We also limited the scope of assessment to primary metrics measuring Twitter volume within each of our five MSA regions, as well as assessments of quality related to estimates of incidence and frequency for topics related to the COVID-19 pandemic. Similar to other studies that have limited the scope of topics, such as Kim et al. [13], the results here may differ if different topics were considered. We do note however, that our topics, although germane at the time we began this study, represented less than 8% of the overall content on twitter during the field period for any one of our MSAs based on information from our TFV. For topics that are more common or more varied, we might expect more differentiation across the methods since the underlying incidences will not all hover close to zero, for example. It seems reasonable that comparisons of the methods employed in our experiment may be comparable for other topics, but this assertion needs further work to corroborate.

Finally at the time of the writing of this article Twitter announced the release of the TSAPI, version 2.0 which allows academic researchers full access to the historical Twittersphere and greater limits on queries (e.g. from a max of 100 to 500). The VBEST algorithm is forward compatible with the new TSAPI but there are some changes in the parameters for the new version that may make geographic filtering at the time a query is submitted more complex. While one might imagine there is no need to consider a method for sampling Tweets in light of greater access to the full historical corpus of Tweets for academic researchers, this is far from reality. While there is now access to a much larger and unrestricted historical corpus of Tweets, there is also a reduction in the number of total queries a researcher has per day. So, gaining insights from this much larger corpus given more limited queries seems to imply that now more than ever is work needed to sample Twitter content more efficiently. The VBEST-SYS and VBEST-SRS samples have demonstrated a tendency for lower biases and more consistent measures of topic frequency and total estimates and comparable estimates of incidence than other sampling methods we examined. In fact, for frequency and total Tweet population estimates the VBEST methods showed greater efficiency than any other method by producing smaller biases using a smaller number of queries. As studies seek to compare Twitter content across areas and domains within a rate limited infrastructure of the Twitter APIs, it is paramount to have sampling methods that can efficiently retrieve representative samples while remaining conscious of a fixed “budget” of queries. VBEST is certainly a step in this direction, and we look forward to seeing more studies that can leverage the power of probability sampling methods within the social media context.

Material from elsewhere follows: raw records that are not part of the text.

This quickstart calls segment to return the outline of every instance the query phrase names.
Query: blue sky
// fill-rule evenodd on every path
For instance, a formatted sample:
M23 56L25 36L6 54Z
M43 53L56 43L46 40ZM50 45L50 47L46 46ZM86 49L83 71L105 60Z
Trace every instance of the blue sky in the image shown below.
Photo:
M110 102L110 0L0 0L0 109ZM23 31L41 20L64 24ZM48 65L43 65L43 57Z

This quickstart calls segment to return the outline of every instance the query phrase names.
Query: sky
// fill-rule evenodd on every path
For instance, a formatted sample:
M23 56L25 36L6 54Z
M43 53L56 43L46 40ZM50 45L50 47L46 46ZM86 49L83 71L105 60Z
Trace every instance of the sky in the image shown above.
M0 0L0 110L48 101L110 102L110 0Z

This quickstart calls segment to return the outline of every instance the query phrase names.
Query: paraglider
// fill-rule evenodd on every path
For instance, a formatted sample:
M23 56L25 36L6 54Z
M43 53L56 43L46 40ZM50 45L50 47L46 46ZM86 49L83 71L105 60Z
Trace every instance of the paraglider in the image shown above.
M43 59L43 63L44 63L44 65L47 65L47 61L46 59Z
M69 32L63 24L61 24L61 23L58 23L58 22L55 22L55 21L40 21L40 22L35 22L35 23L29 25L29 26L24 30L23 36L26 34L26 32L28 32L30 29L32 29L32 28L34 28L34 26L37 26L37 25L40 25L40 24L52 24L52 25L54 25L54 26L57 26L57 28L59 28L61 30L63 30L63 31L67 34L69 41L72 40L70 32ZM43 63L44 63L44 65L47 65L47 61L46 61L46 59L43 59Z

Availability of data and materials

The datasets generated and/or analysed during the current study are not publicly available due to their sheer volume—we have a total of over 112 million Tweets that include content, metadata and summary data. Summary data that we used in our analyses are available from the corresponding author on reasonable request. The R and Python code for the VBEST algorithm are publically available at:



  2. Based on our pilot testing 30 minute time intervals produced reasonable estimates of the full Twitter distribution and balanced our need to estimate this distribution while restricting the total number of queries for this “overhead” step.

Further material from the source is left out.